What does one do after being sighted in spandex on the boardwalk? Well, head out of town up to Newport, Rhode Island naturally, to close up the cottage for the season! Having never been to the former playground of the rich and famous, I packed up the mermaid and our fins and headed northeast to see what a real mansion looked like.
First of all, whoever drew up the state lines for Connecticut should have shortened the state. It’s simply too long. But the reward is that Rhode Island is not, and so after driving at my new senior citizen speed of 60 miles per hour, we finally arrived at this delightful, New England original town. Why original, you say? Well it turns out that Newport was among the five most important cities in pre-revolutionary America. Joining the seaport city were New York, Philadelphia, Boston and Charleston. And the two most important at the time were Charleston and Newport; and both did not fare as well as post-revolutionary cities. Newport’s problem was that the British took exception to them wanting to split from the United Kingdom and decided to blockade the harbor, effectively killing its businesses.
Remarkably, the city's architecture looks surprisingly like Charleston. The fact that they were both built around the same time and by the British should have been a clue though. At some point, however, all the revolutionary homes were almost lost when after decades of neglect, the city decided to tear them down. But in stepped Doris Duke, at one time the richest woman in America and heir to the tobacco and energy fortune, and she formed a preservation society that saved the homes. And thank God she did because they are so historically important.
Doris lived in an interesting part of town in Newport. Her neighbors at one time were the richest people in America. At a time when there was no income tax in the USA, industrialists amassed great fortunes and spent them as conspicuously as possible by building great, gilded mansions imitating their European ancestors. And then a few funny things happened: the income tax came into being; a depression happened; a world war; and the ancestry gene pool turned sour for a while. The result being that the rich were no longer as rich, and they walked away from their mansions. Those homes fell into disrepair too and several were knocked down until the preservationists stepped in again and saved the mansions.
Today, visitors can visit the revolutionary homes, the gilded aged mansions, eat great seafood, stroll the cliff walk, do a ghost tour and simply have a great time. And although Newport is lesser known than its original five city cousins, it’s a great place to visit and learn about U.S. history.

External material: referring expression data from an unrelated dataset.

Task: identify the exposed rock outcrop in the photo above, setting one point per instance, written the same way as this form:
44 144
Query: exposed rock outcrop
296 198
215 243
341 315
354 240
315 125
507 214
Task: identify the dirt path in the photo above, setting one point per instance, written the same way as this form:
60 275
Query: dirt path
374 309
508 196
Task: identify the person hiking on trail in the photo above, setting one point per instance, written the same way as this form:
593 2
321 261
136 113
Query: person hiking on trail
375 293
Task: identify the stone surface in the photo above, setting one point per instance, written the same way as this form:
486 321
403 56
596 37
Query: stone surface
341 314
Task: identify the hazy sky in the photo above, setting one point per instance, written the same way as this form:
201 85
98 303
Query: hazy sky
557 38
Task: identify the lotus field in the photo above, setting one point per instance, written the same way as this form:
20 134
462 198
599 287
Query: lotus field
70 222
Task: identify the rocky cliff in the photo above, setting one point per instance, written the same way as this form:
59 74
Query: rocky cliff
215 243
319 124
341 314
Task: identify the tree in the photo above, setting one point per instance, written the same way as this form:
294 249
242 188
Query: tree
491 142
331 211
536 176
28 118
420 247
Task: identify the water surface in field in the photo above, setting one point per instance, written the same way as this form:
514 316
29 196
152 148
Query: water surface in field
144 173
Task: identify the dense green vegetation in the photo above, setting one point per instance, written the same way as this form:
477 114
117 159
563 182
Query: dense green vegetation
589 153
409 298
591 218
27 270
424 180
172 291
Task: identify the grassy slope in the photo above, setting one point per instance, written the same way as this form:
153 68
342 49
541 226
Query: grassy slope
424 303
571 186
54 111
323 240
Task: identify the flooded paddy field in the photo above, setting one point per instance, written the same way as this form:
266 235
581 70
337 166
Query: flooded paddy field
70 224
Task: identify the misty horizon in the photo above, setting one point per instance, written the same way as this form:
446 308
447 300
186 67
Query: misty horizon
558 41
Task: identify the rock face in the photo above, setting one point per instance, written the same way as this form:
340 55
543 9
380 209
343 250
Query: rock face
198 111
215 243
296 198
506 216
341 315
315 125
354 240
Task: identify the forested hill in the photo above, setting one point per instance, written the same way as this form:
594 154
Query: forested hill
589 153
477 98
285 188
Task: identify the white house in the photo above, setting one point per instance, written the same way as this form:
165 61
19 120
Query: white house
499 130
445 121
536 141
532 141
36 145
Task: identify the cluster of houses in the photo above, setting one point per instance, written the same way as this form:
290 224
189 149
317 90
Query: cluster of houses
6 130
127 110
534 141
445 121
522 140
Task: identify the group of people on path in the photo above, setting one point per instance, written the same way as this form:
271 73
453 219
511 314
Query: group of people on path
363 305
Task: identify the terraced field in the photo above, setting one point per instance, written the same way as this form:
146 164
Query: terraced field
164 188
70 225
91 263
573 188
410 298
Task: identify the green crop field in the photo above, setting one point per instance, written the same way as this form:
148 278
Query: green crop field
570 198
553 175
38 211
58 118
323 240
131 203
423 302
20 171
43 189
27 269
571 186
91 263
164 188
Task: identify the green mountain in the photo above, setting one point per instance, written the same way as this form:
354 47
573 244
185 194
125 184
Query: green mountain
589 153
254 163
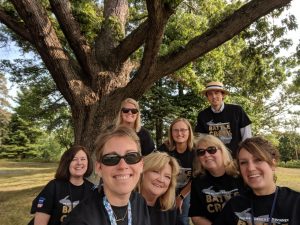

Did I mention that Jackie and JFK got married here too? Yep, the Bouviers lived in Newport, and of course the Kennedys lived nearby across the bay. Our tour guide told us that Joe Kennedy was in charge of the invitation list and that none of Jackie’s friends were invited. (Sorry MAF, that’s not going to happen!! Lol!)
It rained the whole time we were there, but it did not diminish the trip one bit, and I would happily return; and as a quick getaway from the land of spandexed merman, I definitely recommend Newport.